WFH either works or it doesn’t. If it works, it will happen. Outsourcing either works or it doesn’t. Short of regulation, if it works, it will happen.

Workers pushing for work from home isn’t going to change this. If in office is a competitive advantage, companies will pay more for in office employees. If it’s not a competitive advantage, no amount of workers not pushing for WFH will cause companies to pay for offices.


Clearly corporate leaders believe that in-office is a competitive advantage. That’s why they are pushing RTO, conspiracy theories aside.

If they are instead forced to offer universal wfh as a concession to the labour market, then yes, outsourcing might be more attractive.


Who is forcing them to offer universal WFH? Are you saying people pushing for WFH are going to be able to force WFH on every employee and every company?


I’m not saying people who are pushing for WFH will be successful, I’m speaking of a hypothetical situation.

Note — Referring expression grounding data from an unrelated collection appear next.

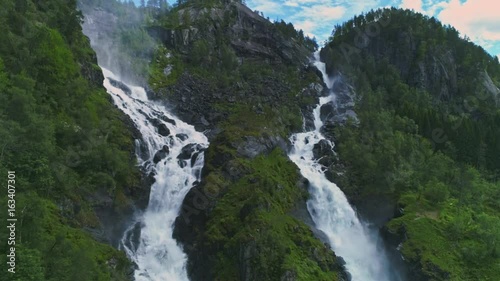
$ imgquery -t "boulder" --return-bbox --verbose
[153,145,170,164]
[157,123,170,136]
[176,133,189,141]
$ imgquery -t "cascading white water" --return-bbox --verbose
[101,68,208,281]
[288,52,395,280]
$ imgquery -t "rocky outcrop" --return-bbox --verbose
[481,70,500,103]
[321,26,499,106]
[236,135,288,158]
[148,2,311,65]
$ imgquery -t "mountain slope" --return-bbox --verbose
[139,1,352,280]
[0,0,142,280]
[320,8,500,280]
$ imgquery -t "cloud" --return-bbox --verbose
[401,0,424,12]
[250,0,284,15]
[395,0,500,57]
[294,5,346,21]
[294,20,317,37]
[263,0,384,39]
[247,0,499,55]
[283,1,299,7]
[437,0,500,43]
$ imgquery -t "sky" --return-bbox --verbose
[246,0,499,59]
[133,0,499,59]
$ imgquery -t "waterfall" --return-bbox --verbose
[101,68,208,281]
[288,52,399,281]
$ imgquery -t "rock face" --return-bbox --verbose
[321,26,499,106]
[236,135,288,159]
[148,2,310,64]
[143,1,354,280]
[146,2,316,135]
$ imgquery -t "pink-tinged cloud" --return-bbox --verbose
[437,0,500,42]
[295,20,317,38]
[298,5,346,21]
[401,0,424,13]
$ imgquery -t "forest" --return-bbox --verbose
[0,0,139,280]
[321,7,500,280]
[0,0,498,280]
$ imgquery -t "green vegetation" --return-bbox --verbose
[6,0,499,280]
[274,20,318,51]
[322,8,500,280]
[147,0,317,91]
[198,144,343,280]
[148,1,345,279]
[1,0,326,279]
[0,0,139,279]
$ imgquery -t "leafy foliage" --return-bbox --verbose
[0,0,138,279]
[322,8,500,280]
[149,1,344,279]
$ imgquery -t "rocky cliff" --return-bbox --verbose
[142,1,351,280]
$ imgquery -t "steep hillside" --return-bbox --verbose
[0,0,142,280]
[3,1,498,280]
[320,8,500,280]
[140,1,351,280]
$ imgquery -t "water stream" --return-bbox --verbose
[101,68,208,281]
[288,52,399,281]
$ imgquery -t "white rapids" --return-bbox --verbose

No one is pushing for universal work from home, so there’s nothing to succeed at. I’ve never heard anyone say that they think no one should be allowed to work from an office.


You can logically continue that argument all the way to its conclusion. If Jobs can be shipped to Mexico, why not the entire corporation? If the only thing that matters is cost, clearly LCOL countries should be leading the world in tech innovation. But they don’t.


> why not the entire corporation?

Because a corporation needs officers and senior management. Those people are typically in the owner class who benefit from cheap labor. Owner class still prefers to live in rich urban metros.